Download the training dataset, the Track 1 datasets and their pre-extracted features from the ELSA benchmarks website inside the data
directory.
It is recommended to create a new environment. In this example we use conda (it might be required to append android-detectors/src
directory to the python path before launching the script).
conda create -n android python=3.9
conda activate android
pip install -r android-detectors/requirements.txt
pip install -r track_1/attack_requirements.txt
pip install -r track_2/attack_requirements.txt
pip install -r track_2/problem_space_attack/manipulation/Obfuscapk/src/requirements.txt
export PYTHONPATH="${PYTHONPATH}:android-detectors/src"
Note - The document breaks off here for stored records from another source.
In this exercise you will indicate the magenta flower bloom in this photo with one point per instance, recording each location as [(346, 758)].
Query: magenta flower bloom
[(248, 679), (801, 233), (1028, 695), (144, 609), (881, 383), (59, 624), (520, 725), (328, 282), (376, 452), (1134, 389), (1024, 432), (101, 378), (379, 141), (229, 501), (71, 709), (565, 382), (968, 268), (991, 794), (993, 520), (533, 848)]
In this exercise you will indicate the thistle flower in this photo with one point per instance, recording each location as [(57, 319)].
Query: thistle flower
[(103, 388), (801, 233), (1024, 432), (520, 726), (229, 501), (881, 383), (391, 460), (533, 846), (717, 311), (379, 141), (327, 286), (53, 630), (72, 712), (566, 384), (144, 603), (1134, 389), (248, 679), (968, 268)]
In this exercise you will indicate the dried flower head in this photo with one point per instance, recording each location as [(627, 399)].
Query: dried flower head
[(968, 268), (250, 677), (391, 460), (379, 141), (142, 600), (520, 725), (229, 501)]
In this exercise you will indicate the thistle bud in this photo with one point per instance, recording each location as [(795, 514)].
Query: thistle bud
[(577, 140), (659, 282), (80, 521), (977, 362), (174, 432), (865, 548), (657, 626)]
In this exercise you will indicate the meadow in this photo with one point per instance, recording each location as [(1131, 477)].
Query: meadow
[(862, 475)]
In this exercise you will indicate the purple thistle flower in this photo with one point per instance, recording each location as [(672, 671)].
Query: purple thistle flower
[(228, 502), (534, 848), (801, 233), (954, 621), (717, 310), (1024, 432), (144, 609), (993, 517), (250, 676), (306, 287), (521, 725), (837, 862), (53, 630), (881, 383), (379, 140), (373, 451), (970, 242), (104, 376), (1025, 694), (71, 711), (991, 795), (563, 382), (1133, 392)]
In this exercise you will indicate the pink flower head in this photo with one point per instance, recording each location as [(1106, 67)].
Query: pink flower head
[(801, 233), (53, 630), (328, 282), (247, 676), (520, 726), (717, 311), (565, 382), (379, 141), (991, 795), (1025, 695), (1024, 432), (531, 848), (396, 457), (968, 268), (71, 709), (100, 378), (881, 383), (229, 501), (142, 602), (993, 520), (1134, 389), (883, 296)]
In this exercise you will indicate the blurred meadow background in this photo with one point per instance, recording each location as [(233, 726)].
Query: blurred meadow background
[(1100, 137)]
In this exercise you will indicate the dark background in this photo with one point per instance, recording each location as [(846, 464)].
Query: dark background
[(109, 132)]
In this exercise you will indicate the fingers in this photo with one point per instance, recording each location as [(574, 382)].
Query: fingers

python main.py --clf_loader_path android-detectors/src/loaders/drebin_loader.py --track 1 --method_name drebin
python main.py --clf_loader_path android-detectors/src/loaders/drebin_loader.py --track 2 --method_name drebin
python main.py --clf_loader_path android-detectors/src/loaders/drebin_loader.py --track 3 --method_name drebin
If you use Docker:
docker build -t android android-detectors
docker run -itd --name android android
docker cp . android:/
docker exec -it android pip install -r /track_1/attack_requirements.txt
docker exec -it android pip install -r /track_2/attack_requirements.txt
docker exec -it android pip install -r /track_2/problem_space_attack/manipulation/Obfuscapk/src/requirements.txt
docker exec -it android python /main.py --clf_loader_path /android-detectors/src/loaders/drebin_loader.py --track 1 --method_name drebin
docker cp android:/submissions/submission_drebin_track_1.json submissions/
docker exec -it android python /main.py --clf_loader_path /android-detectors/src/loaders/drebin_loader.py --track 2 --method_name drebin
docker cp android:/submissions/submission_drebin_track_2.json submissions/
docker exec -it android python /main.py --clf_loader_path /android-detectors/src/loaders/drebin_loader.py --track 3 --method_name drebin
docker cp android:/submissions/submission_drebin_track_3.json submissions/
docker stop android
- Detection Rate (a.k.a. True Positive Rate, Track 1 and 2): this metric is computed as the percentage of correctly detected malware and will be used for Track 1 and 2 on a test set containing only malware samples.
- False Positive Rate (Track 1 and 2): this metric is computed as the percentage of legitimate samples wrongly detected as malware and will be used for Track 1 and 2 on a test set containing only legitimate samples.
- F1 Score (Track 3): this metric is computed as the harmonic mean of Precision and Recall, and it is particularly suited for evaluating the binary classification performance on unbalanced datasets in a single metric.
- Area Under Time - AUT (Track 3): this metric was introduced in [4] to evaluate the performance of malware detectors over time. It is based on the trapezoidal rule as the AUC-based metrics. Its value is enclosed in the [0, 1] interval, where an ideal detector with robustness to temporal performance decay has AUT = 1. We compute the metric under point estimates of the F1 Score along the time period of the test samples.
[1] Allix, K., Bissyandé, T.F., Klein, J., & Traon, Y.L. (2016). AndroZoo: Collecting Millions of Android Apps for the Research Community. 2016 IEEE/ACM 13th Working Conference on Mining Software Repositories (MSR), 468-471.
[2] https://www.virustotal.com
[3] Arp, D., Spreitzenbarth, M., Hubner, M., Gascon, H., & Rieck, K. (2014). DREBIN: Effective and Explainable Detection of Android Malware in Your Pocket. Network and Distributed System Security Symposium.
[4] Pendlebury, F., Pierazzi, F., Jordaney, R., Kinder, J., & Cavallaro, L. (2018). TESSERACT: Eliminating Experimental Bias in Malware Classification across Space and Time. USENIX Security Symposium.